Şiirin yeniden doğması
Yıldız Çakar, bunun yalnızca teknik değil, aynı zamanda etik bir mesele olduğunun altını çizerek sözlerine şöyle devam ediyor:
“Anlamı korumak ama biçimi ve duyguyu da unutmadan… Bu şiirlerin başka bir kültürde yeniden doğması gerekiyordu ve bunu başardığımızı düşünüyorum. Şiiri yalnızca estetik bir form olarak görmek yerine politik bir duruş olduğuna inanıyorum.
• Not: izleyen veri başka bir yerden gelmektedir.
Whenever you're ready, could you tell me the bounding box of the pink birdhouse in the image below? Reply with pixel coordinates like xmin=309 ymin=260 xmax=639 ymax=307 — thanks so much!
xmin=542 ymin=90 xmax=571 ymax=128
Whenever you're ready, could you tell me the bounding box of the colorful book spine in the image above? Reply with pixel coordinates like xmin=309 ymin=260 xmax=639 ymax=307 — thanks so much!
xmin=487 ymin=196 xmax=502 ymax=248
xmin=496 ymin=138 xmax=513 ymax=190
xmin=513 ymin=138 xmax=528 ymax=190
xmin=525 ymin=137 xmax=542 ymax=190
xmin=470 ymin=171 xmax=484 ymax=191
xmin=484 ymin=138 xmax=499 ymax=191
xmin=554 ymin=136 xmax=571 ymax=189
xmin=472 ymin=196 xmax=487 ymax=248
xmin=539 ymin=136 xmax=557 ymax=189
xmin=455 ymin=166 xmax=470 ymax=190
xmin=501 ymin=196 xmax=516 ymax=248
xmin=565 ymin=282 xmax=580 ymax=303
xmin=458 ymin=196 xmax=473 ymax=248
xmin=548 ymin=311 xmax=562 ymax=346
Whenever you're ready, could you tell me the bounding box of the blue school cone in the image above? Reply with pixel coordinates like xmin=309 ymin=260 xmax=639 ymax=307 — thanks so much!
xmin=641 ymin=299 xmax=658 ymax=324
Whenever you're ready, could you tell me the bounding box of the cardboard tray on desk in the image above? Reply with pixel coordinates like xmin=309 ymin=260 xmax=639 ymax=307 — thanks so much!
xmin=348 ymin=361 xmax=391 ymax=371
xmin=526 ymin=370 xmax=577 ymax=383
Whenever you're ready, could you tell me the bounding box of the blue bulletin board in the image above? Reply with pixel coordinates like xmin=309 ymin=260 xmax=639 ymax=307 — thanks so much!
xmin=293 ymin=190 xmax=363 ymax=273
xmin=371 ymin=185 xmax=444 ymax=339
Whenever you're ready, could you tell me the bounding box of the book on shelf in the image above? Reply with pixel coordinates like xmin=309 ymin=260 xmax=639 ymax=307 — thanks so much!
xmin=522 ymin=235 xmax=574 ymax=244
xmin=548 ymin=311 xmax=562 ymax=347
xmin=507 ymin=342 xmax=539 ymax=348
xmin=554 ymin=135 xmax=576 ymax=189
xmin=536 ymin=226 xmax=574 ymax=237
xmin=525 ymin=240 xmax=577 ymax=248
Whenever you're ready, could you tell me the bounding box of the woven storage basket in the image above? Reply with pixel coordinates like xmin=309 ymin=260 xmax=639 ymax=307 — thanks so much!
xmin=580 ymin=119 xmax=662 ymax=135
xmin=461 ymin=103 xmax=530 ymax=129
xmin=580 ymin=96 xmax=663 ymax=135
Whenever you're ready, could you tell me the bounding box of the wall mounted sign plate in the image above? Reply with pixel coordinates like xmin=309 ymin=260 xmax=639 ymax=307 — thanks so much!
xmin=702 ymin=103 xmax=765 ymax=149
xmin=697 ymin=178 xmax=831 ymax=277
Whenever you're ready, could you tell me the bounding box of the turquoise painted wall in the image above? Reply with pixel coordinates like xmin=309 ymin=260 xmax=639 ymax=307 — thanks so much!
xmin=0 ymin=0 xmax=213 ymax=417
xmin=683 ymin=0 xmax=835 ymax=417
Edebiyat, tarih boyunca egemen anlatılara karşı ses olmuştur; bugün de bu işlevini sürdürüyor. Toplumu şekillendirme gücü var edebiyatın. Politik bilinç, sorgulama ve toplumsal dönüşüm edebiyatla mümkün hale gelir. Çeviriler sadece bir aktarım olmadığı gibi, diller arasında kurulan bu köprü aynı zamanda kültürel dayanışmanın ve etkileşimin temelini oluşturuyor. Kürtçenin dünya dillerine çevirisi bu açıdan önemli.”
Yazmak iyileştirmektir
Yıldız Çakar, yazarlığın bir tür sorumluluk taşıdığını savunarak sözlerini şöyle tamamlıyor:
“Yazmanın ve yaratımın gücü, sadece dönüştürenle kalmayıp aynı zamanda iyileştiren bir güçtür. Bu sorumluluk, klasik anlamda bir görev olmadığı gibi yazının doğasında var olan bir bilinçtir. Bu bilinçle yazılmış Mohra Reş, yalnızca bir şiir kitabı değil; direnişin, yasın ve umudun iç içe geçtiği lirik bir yolculuktur. Her dize hem bireysel bir hikâyeye hem de kolektif bir belleğe işaret ediyor. Şiir burada, bir mühür gibi, karanlığın içinde saklı olanı görünür kılan ışık gibidir.”